It can detect infection with a small sample of patient’s breath and can be performed using a device that takes less than three minutes to produce results.

According to the agency, the InspectIR COVID-19 breathalyzer can only be used by a trained operator who is qualified and under the supervision of a healthcare provider.

“The FDA continues support the development COVID-19 test with the goal to advance technologies that can help address this pandemic and better position U.S. for next public health emergency,” said Dr. Jeff Shuren (FDA’s top COVID-19 testing official) in a statement.

This test is intended for hospitals, doctors offices, and mobile testing sites. It requires equipment that is about the same size as a piece luggage. According to the FDA, the company can produce approximately 100 instruments per week. Each test can assess around 160 samples per day.

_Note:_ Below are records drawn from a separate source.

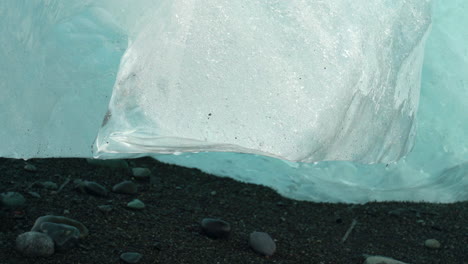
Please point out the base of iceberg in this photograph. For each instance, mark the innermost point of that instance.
(58, 64)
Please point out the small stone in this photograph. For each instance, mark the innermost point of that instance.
(141, 173)
(30, 167)
(34, 194)
(105, 208)
(95, 188)
(126, 187)
(432, 243)
(60, 220)
(64, 236)
(262, 243)
(131, 257)
(114, 163)
(136, 204)
(35, 244)
(12, 200)
(215, 228)
(381, 260)
(50, 185)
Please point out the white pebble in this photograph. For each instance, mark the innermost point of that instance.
(35, 244)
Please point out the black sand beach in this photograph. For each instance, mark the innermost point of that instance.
(168, 229)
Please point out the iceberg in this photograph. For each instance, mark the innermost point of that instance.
(169, 72)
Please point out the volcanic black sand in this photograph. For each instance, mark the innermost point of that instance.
(177, 199)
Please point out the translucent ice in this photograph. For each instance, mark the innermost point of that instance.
(299, 80)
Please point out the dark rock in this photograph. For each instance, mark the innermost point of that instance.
(95, 188)
(126, 187)
(35, 244)
(60, 220)
(262, 243)
(215, 228)
(114, 163)
(131, 257)
(12, 200)
(64, 236)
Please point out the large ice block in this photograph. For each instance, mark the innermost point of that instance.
(298, 80)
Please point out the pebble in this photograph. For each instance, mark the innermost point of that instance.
(105, 208)
(60, 220)
(92, 188)
(113, 163)
(141, 173)
(64, 236)
(12, 200)
(131, 257)
(35, 244)
(34, 194)
(215, 228)
(432, 243)
(50, 185)
(262, 243)
(381, 260)
(136, 204)
(30, 167)
(126, 187)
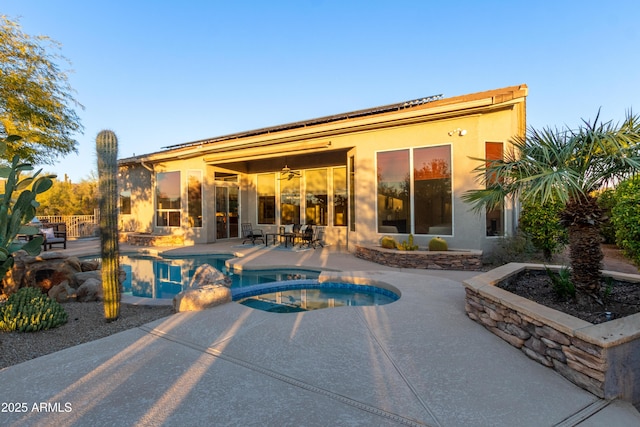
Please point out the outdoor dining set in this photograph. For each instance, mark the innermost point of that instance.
(291, 234)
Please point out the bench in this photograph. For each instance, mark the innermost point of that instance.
(54, 234)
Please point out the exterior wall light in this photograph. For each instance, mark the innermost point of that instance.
(460, 132)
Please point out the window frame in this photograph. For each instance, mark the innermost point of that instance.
(411, 225)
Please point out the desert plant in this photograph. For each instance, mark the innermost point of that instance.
(625, 216)
(606, 201)
(438, 244)
(29, 310)
(541, 223)
(567, 166)
(388, 242)
(16, 213)
(107, 150)
(407, 245)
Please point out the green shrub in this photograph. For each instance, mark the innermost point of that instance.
(625, 216)
(606, 202)
(541, 224)
(29, 310)
(407, 245)
(438, 244)
(561, 283)
(388, 242)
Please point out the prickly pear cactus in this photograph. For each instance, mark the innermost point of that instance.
(388, 242)
(29, 310)
(438, 244)
(16, 213)
(407, 245)
(107, 150)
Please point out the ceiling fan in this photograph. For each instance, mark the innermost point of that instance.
(287, 173)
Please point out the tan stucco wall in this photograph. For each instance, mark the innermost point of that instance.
(364, 137)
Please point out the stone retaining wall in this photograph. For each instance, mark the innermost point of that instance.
(603, 359)
(147, 239)
(439, 260)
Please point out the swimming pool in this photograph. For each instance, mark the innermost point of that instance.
(156, 277)
(306, 295)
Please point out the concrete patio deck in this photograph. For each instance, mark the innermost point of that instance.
(418, 361)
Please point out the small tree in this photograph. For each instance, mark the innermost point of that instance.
(541, 224)
(16, 213)
(567, 166)
(625, 216)
(36, 100)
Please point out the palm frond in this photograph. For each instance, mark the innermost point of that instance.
(552, 164)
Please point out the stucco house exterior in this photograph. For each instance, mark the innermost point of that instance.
(392, 170)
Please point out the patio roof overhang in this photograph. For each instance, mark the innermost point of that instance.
(314, 136)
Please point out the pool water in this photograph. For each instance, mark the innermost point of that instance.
(156, 277)
(306, 295)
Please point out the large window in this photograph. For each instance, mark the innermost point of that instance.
(429, 211)
(168, 199)
(290, 200)
(267, 198)
(316, 196)
(340, 207)
(495, 216)
(125, 202)
(394, 215)
(194, 198)
(432, 190)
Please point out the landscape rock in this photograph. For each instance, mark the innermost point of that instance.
(90, 265)
(208, 288)
(201, 298)
(90, 290)
(208, 275)
(62, 292)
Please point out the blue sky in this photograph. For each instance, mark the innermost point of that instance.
(166, 72)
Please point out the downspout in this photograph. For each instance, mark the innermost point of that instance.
(149, 168)
(153, 177)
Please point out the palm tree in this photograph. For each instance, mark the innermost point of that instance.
(568, 166)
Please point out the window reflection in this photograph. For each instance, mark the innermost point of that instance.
(168, 199)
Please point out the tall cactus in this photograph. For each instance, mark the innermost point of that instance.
(107, 150)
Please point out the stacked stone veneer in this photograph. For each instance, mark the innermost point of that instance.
(603, 359)
(440, 260)
(147, 239)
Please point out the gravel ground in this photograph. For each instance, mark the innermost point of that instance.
(86, 323)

InspectIR’s test uses “gas chromatography gas-mass-spectrometry” to analyze a person’s breathing and detect five compounds that are commonly exhaled by people infected with SARS-CoV-2.

The FDA found that the device could detect 91.2% of patients with symptoms and only 0.7% of false positives. Although the company has announced that it will begin clinical trials in 2020 the FDA claims that a follow-up study found similar accuracy in detecting Omicron variants.

According to InspectIR’s website the company has used similar technology to detect drugs in peoples’ breaths.

According to COVID, the company’s COVID breath test can be used to screen employees as they return to work. It is less invasive than the traditional swabs that are used for most other tests.

Our device(s), in less than three (3) minutes can determine if someone is actively infected. If so, they will prevent them from entering/admissioning a facility. In a 2021 post, the company’s president stated that understanding if people are healthy enough to be there “right now” is the only way to create a safety protocol.

Similar to the popular at home COVID-19 test, FDA states that positive breathalyzer results “should be confirmed by a molecular test.”

The FDA has approved other methods to test for the presence of the virus. In August 2020, the FDA authorized a Yale test that tested for the presence of the virus using saliva samples. An antibody test was approved by FDA last year using a finger poke.

Federal government also supported the development a variety of COVID-19 test types, including at-home kits that could one day allow you to test for COVID-19 and flu with just one swab.

Shuren stated, “Today’s approval is yet another example the rapid innovation occurring in diagnostic tests for COVID-19.”